Underhill's taste for shopping porn comes in handy at Envirosell, his Manhattan retail-design consultancy, where he's spent more than 20 years interviewing customers (and scrutinizing them from behind potted plants) in order to teach stores, both real and virtual, how to be nicer to us so we'll buy more, and with more pleasure. And his first book -- probably the first book -- on the sociology and psychology of shopping comes as a revelation. Underhill does for the American store what Jane Jacobs did for the American city: He tells us not how retail spaces manipulate us so much as how they fail and succeed at stimulating us.
"Why We Buy" divulges more about your behavior than you may know yourself: How you ignore items shoved onto the bottom shelf. How you like touching the merchandise, whether it's paperbacks or underwear. How you vacate a store after getting bumped in a narrow aisle (the "butt-brush" factor). But if you think you'll feel silly upon learning that Underhill may have trained a camera on your consumerist ass as you tried to cram it into a pair of Gap khakis, take heart: It's the retailers and product marketers who really look ridiculous. For his research usually yields deceptively simple results -- the kind of thing that should make store planners clap their palms to their foreheads -- and "Why We Buy" documents their sins with gleeful astonishment. There's the maternity store with aisles too small to handle baby strollers, so its stock doesn't sell. There's the supermarket that shelves its kiddie popcorn at adult-eye level, so it doesn't sell. There's the pound-foolish mattress outlet displaying a $2,000 model without sheets or pillows, so customers can't test-drive it ... and it doesn't sell.
Underhill has an inquisitive worldview and a winning voice that reinforces his irrefutable logic. For a book categorized as "psychology/business," "Why We Buy" is surprisingly well written, even weaving in wry cinima viriti: "Stand over here. Behind the underwear. What do you see?

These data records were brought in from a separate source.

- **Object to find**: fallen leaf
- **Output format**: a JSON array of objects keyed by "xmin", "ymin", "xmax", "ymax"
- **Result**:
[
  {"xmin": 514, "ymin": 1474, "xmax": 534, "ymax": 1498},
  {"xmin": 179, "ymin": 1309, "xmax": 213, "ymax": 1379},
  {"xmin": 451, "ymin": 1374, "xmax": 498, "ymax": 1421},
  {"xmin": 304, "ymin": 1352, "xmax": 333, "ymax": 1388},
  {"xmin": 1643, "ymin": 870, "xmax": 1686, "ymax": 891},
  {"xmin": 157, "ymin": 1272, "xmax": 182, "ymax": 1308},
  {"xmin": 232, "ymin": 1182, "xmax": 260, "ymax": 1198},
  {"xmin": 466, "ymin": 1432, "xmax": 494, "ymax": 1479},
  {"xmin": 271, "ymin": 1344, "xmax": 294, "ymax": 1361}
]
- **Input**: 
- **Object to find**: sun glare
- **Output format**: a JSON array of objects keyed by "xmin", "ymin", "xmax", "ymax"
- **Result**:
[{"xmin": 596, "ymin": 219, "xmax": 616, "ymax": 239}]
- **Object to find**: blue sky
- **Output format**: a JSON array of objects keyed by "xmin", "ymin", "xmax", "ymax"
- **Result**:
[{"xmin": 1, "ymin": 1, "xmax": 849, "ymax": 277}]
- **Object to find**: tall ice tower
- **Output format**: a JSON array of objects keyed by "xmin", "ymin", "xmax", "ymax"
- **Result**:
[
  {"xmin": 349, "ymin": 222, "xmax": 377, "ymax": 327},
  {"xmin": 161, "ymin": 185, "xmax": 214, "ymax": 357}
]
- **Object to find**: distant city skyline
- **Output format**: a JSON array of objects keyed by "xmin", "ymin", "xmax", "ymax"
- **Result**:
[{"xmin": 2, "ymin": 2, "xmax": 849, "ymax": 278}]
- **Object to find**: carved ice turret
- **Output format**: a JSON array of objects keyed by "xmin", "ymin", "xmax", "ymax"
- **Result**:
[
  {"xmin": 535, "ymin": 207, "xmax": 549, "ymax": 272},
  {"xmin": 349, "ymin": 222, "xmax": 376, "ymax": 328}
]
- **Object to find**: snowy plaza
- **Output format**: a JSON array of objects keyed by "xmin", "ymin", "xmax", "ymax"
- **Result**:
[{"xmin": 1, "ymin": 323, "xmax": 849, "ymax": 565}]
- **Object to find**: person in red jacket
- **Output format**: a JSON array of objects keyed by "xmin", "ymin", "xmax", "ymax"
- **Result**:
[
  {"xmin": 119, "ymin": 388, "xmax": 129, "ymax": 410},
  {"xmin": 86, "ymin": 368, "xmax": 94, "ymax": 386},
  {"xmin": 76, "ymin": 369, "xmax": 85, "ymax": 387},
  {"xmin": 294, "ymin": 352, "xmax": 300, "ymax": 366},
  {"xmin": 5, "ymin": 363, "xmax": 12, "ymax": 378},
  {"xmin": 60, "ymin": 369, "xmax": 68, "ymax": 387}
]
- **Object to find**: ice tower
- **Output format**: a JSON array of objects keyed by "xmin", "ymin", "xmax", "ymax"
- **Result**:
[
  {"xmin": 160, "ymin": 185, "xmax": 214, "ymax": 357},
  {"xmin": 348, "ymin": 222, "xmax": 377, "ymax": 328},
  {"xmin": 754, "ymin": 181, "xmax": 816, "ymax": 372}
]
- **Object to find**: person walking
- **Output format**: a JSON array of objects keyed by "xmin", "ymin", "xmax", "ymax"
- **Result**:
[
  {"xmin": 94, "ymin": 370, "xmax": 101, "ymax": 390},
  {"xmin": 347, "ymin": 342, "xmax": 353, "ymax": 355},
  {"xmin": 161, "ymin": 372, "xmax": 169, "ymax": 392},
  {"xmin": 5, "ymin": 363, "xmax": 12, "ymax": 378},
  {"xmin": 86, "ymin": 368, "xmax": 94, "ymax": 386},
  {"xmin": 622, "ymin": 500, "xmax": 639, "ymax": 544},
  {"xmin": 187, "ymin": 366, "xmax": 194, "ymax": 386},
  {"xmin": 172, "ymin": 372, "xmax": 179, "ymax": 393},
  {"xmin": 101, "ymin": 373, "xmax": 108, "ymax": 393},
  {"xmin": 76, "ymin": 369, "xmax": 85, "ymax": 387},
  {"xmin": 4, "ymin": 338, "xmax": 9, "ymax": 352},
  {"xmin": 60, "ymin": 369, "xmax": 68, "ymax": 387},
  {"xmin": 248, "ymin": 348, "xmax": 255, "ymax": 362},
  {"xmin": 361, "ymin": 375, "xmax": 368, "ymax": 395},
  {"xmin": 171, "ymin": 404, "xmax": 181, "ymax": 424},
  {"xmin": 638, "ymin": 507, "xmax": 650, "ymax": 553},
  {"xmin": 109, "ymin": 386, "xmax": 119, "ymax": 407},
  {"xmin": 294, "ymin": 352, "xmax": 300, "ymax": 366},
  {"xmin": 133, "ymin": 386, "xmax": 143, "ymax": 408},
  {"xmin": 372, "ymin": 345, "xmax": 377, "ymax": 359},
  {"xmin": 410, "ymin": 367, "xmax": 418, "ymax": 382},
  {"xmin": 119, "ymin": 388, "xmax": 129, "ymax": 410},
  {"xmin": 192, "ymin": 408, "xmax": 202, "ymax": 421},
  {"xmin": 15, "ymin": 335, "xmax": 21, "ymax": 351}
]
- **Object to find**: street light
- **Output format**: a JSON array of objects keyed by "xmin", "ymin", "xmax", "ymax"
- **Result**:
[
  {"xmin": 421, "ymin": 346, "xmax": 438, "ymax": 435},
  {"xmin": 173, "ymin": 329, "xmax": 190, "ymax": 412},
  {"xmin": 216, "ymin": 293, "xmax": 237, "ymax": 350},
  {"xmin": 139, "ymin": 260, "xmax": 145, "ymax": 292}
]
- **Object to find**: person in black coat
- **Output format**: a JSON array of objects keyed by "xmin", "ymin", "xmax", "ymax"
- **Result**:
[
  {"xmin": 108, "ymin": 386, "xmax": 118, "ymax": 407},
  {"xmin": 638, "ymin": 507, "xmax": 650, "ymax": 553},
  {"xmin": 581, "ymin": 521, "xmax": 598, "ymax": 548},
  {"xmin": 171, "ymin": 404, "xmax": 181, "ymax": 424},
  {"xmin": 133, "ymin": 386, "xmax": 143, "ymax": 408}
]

A couple? ... Hold on -- what's he saying?" The author treads thin ice just once, when he complains that entertainment media "do a fairly poor job of creating packages with the merchandising function in mind." But books and CDs have more emotional value than vacuum cleaners or Big Macs; yes, covers are hard to read from across the store, but we keep these "packages" forever. (Such disappointing logic seems to inform the book's drab but easy-to-read jacket design. Would we really enjoy shopping more if all books looked this dull?)
Still, "Why We Buy" is immensely valuable for its numerous lessons, which seem obvious only once we understand what we want out of shopping. It's great that someone has explained our habits to us. Now, if only the stores would pay more attention.